2. Accounting Policies
2.1. Basis of Preparation of Financial Statements
The financial statements have been prepared under the historical cost convention and in accordance with Financial Reporting Standard 102 section 1A Small Entities "The Financial Reporting Standard applicable in the UK and Republic of Ireland" and the Companies Act 2006.
2.2. Turnover
Turnover is measured at the fair value of the consideration received or receivable, net of discounts and value added taxes. Turnover includes revenue earned from the sale of goods and from the rendering of services. Turnover is reduced for estimated customer returns, rebates and other similar allowances.
Sale of goods
Turnover from the sale of goods is recognised when the significant risks and rewards of ownership of the goods has transferred to the buyer. This is usually at the point that the customer has signed for the delivery of the goods.
Rendering of services
Turnover from the rendering of services is recognised by reference to the stage of completion of the contract. The stage of completion of a contract is measured by comparing the costs incurred for work performed to date to the total estimated contract costs. Turnover is only recognised to the extent of recoverable expenses when the outcome of a contract cannot be estimated reliably.
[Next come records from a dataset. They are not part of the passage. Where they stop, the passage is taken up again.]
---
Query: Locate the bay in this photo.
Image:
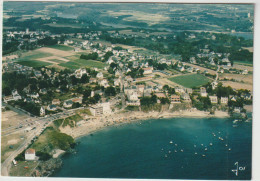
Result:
[53,118,252,180]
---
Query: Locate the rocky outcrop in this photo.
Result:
[31,158,62,177]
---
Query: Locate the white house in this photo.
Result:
[25,148,36,160]
[143,67,153,75]
[209,96,218,104]
[63,100,73,108]
[220,97,228,104]
[96,72,103,79]
[89,102,111,116]
[40,107,45,116]
[200,87,208,97]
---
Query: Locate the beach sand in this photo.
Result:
[59,109,229,138]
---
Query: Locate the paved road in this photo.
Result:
[1,107,84,176]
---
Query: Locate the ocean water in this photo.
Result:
[53,118,252,180]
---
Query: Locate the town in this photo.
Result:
[1,1,253,176]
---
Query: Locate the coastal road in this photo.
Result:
[1,107,84,176]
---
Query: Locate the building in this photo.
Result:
[96,72,103,79]
[40,107,45,116]
[171,95,181,103]
[220,97,228,104]
[51,99,60,105]
[143,67,153,75]
[209,96,218,104]
[25,148,36,160]
[89,102,112,116]
[181,93,191,102]
[200,87,208,97]
[47,104,57,111]
[63,100,73,108]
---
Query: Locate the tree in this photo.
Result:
[105,86,116,96]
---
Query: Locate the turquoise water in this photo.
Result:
[53,118,252,180]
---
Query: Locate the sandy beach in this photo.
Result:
[60,109,229,138]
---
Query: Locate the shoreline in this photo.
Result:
[59,109,230,140]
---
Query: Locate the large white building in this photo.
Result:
[89,102,112,116]
[25,148,36,160]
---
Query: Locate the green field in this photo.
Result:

2.3. Tangible Fixed Assets and Depreciation
Tangible fixed assets are measured at cost less accumulated depreciation and any accumulated impairment losses. Depreciation is provided at rates calculated to write off the cost of the fixed assets, less their estimated residual value, over their expected useful lives on the following bases:
Motor Vehicles 20% reducing balance
Office equipment 20% reducing balance
2.4. Leasing and Hire Purchase Contracts
Assets obtained under finance leases are capitalised as tangible fixed assets. Assets acquired under finance leases are depreciated over the shorter of the lease term and their useful lives. Assets acquired under hire purchase contracts are depreciated over their useful lives. Finance leases are those where substantially all of the benefits and risks of ownership are assumed by the company. Obligations under such agreements are included in the creditors net of the finance charge allocated to future periods. The finance element of the rental payment is charged to the profit and loss account so as to produce a constant periodic rate of charge on the net obligation outstanding in each period.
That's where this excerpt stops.